On November 23, 1909, more than twenty thousand Yiddish-speaking immigrants, mostly young women in their teens and early twenties, launched an eleven-week general strike in New York’s shirtwaist industry. Dubbed the Uprising of the 20,000, it was the largest strike by women to date in American history. The young strikers’ courage, tenacity, and solidarity forced the predominantly male leadership in the “needle trades” and the American Federation of Labor to revise their entrenched prejudices against organizing women. The strikers won only a portion of their demands, but the uprising sparked five years of revolt that transformed the garment industry into one of the best-organized trades in the United States.
Designed in the early 1890s, the shirtwaist (or blouse) arrived at a time when production of women’s clothing moved from the household to the factory.

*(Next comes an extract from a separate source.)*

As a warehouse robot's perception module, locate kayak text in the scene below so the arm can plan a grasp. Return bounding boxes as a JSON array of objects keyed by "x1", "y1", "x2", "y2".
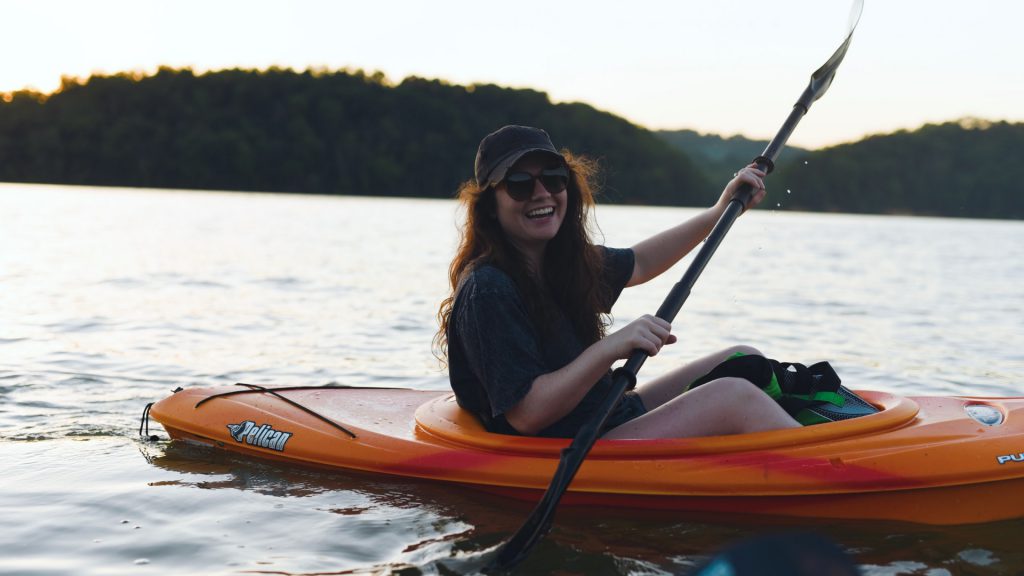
[
  {"x1": 227, "y1": 420, "x2": 292, "y2": 452},
  {"x1": 995, "y1": 452, "x2": 1024, "y2": 464}
]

By 1909, six hundred shops operated in New York City (the center of garment manufacturing in the United States), employing thirty thousand workers and producing fifty million dollars in merchandise annually. The relatively newer shirtwaist factories—generally of medium to large size, employing roughly fifty to three hundred people during the busy seasons—provided slightly better working conditions and wages than the older suit and cloak shops, which employed mostly Jewish men.
In the shops, the internal subcontracting system trapped about a quarter of the women in unskilled, poorly paid jobs. These “learners,” so-called even after they mastered their tasks, earned three to four dollars per week (during the busy seasons) while semiskilled “operators,” about 50 to 60 percent of the workforce, earned seven to twelve dollars per week. At the top of the hierarchy stood highly skilled sample makers, cutters, and pattern makers who earned fifteen to twenty-three dollars per week and subcontracted work to “learners.” They were almost exclusively male and the most likely segment of the workforce to be unionized before the uprising. The division of labor along skill and gender lines reinforced biases among conservative trade unionists against organizing women and unskilled laborers. Although the International Ladies Garment Workers Union did not officially discriminate against women, its conservative leadership (replaced by socialists in 1914) dismissed women as an ephemeral part of the workforce, interested primarily in marriage and motherhood—an opinion shared by Samuel Gompers and many of the AFL’s craft unions. Jewish women did quit working after marriage in significantly higher numbers than their Italian coworkers, but this did not prevent militancy in the workplace or in the community. (Conversely, Italian women proved difficult to organize.) In fact, an emergent tradition of activism among women (punctuated by the 1902 kosher meat boycott, the 1907 rent strike, and sporadic labor struggles) played a key role in sustaining the 1909 uprising.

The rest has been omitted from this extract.